Historic house in Ohio, United States

The George Hoadley Jr. House is a historic residence in the Hyde Park neighborhood of Cincinnati, Ohio, United States. Built in 1900, it has been named a historic site because of its unusual construction.

The son of George Hoadly, the governor of Ohio in the 1880s, George Hoadley Jr. was a prominent Cincinnati lawyer and one of the partners in the law firm of Harmon, Colston, Goldsmith, and Hoadley. At the end of the 1890s, Hoadley commissioned the design of his new house from one of the area's more prominent architectural firms: Elzner and Anderson, which had already produced such structures as the Ingalls Building downtown. Leading proponents of construction with concrete, Elzner and Anderson designed many buildings with the material, but the Hoadley House is one of just two concrete houses that displays the material on its exterior; it is covered with a fake stucco made from concrete. Aside from the exterior, it is much more of a typical area house, being a three-story building with a frame structure, a stone foundation, minor elements of wood, and a roof of ceramic tiles.

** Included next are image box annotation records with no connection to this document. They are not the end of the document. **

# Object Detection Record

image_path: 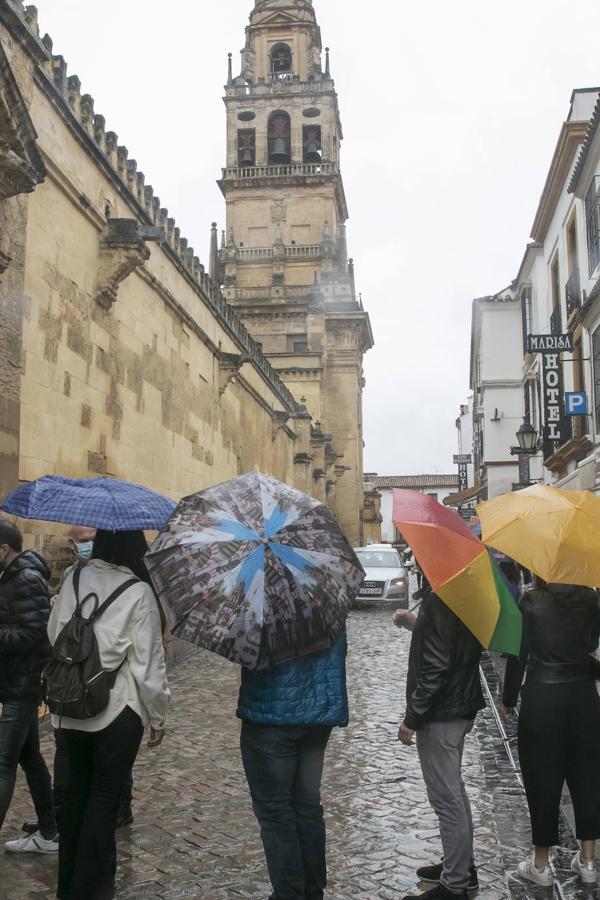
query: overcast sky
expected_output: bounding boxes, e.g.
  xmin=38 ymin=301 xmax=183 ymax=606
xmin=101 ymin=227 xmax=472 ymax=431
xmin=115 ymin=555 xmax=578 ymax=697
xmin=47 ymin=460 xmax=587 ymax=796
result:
xmin=37 ymin=0 xmax=600 ymax=474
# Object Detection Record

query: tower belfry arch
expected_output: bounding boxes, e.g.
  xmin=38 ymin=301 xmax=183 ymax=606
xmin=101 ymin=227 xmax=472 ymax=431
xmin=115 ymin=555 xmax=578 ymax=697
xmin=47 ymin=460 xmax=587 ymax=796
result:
xmin=216 ymin=0 xmax=373 ymax=543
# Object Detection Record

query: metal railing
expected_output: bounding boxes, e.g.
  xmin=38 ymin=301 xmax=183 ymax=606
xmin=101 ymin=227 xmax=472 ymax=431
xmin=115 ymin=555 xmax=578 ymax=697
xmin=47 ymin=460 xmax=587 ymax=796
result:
xmin=236 ymin=244 xmax=321 ymax=259
xmin=565 ymin=266 xmax=581 ymax=320
xmin=550 ymin=306 xmax=562 ymax=334
xmin=585 ymin=175 xmax=600 ymax=278
xmin=223 ymin=162 xmax=339 ymax=180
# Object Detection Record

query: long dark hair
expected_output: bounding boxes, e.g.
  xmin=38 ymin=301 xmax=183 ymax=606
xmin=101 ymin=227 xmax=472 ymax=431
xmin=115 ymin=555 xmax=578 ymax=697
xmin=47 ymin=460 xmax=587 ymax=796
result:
xmin=92 ymin=530 xmax=151 ymax=585
xmin=92 ymin=529 xmax=168 ymax=640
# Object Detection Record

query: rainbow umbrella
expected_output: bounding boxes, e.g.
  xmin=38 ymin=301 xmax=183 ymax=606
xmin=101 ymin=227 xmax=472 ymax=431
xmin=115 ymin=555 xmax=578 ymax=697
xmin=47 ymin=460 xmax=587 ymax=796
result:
xmin=393 ymin=490 xmax=522 ymax=656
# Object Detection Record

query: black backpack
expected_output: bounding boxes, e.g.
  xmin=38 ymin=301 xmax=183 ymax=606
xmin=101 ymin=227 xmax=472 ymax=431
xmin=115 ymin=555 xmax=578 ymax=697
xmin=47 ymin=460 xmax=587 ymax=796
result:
xmin=42 ymin=568 xmax=138 ymax=719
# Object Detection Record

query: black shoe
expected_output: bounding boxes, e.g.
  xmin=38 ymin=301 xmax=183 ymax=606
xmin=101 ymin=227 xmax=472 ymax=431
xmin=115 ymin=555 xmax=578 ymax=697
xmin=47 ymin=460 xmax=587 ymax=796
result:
xmin=116 ymin=807 xmax=133 ymax=828
xmin=417 ymin=862 xmax=479 ymax=891
xmin=402 ymin=884 xmax=469 ymax=900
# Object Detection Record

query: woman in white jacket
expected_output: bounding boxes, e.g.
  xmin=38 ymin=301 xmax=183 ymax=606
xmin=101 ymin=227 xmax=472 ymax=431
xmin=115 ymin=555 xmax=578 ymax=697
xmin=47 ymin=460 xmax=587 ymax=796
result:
xmin=48 ymin=531 xmax=170 ymax=900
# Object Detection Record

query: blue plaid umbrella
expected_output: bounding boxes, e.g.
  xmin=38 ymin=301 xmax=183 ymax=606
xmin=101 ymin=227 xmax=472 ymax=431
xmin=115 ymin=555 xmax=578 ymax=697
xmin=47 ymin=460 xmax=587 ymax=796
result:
xmin=146 ymin=472 xmax=364 ymax=669
xmin=0 ymin=475 xmax=176 ymax=531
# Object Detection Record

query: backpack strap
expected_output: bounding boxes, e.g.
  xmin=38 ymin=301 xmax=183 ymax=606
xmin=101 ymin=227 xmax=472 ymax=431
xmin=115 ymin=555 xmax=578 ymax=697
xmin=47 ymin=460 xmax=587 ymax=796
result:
xmin=90 ymin=578 xmax=140 ymax=622
xmin=73 ymin=566 xmax=100 ymax=619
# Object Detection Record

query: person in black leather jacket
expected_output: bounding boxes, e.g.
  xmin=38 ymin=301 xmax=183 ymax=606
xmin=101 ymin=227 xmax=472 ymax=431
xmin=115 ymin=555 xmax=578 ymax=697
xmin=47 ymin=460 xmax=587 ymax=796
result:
xmin=395 ymin=585 xmax=485 ymax=900
xmin=501 ymin=582 xmax=600 ymax=886
xmin=0 ymin=519 xmax=58 ymax=853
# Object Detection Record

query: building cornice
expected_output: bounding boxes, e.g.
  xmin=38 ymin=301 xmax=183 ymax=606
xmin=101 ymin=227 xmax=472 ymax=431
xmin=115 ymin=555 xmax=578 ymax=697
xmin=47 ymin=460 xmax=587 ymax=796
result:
xmin=531 ymin=122 xmax=589 ymax=243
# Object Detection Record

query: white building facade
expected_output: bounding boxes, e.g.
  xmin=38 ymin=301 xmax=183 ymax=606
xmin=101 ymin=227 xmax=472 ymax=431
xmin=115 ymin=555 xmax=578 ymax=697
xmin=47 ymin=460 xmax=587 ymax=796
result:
xmin=515 ymin=88 xmax=600 ymax=489
xmin=470 ymin=287 xmax=523 ymax=500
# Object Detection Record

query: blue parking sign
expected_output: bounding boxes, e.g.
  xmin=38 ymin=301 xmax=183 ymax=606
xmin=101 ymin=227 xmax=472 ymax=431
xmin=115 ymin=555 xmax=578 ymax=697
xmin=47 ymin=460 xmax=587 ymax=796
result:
xmin=565 ymin=391 xmax=588 ymax=416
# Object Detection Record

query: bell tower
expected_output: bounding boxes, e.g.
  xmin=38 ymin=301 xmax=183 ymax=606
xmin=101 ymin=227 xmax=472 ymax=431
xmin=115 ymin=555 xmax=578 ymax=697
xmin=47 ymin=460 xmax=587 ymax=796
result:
xmin=216 ymin=0 xmax=373 ymax=544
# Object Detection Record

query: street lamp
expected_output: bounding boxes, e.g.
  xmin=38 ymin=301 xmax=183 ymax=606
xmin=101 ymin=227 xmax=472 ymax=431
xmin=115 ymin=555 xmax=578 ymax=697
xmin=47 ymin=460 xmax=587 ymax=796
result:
xmin=517 ymin=419 xmax=539 ymax=456
xmin=510 ymin=417 xmax=539 ymax=491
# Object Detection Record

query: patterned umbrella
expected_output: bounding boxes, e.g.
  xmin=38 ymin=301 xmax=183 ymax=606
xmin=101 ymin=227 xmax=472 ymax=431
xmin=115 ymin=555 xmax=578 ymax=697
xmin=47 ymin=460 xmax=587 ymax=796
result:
xmin=0 ymin=475 xmax=176 ymax=531
xmin=146 ymin=473 xmax=364 ymax=669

In 1990, the Hoadley House was listed on the National Register of Historic Places; besides the house itself, the designation included a single contributing outbuilding. The house qualified for inclusion on the Register because of its distinctive historic architecture: besides its unusual material, it is significant as one of Cincinnati's earliest and most ornate surviving Mission Revival buildings.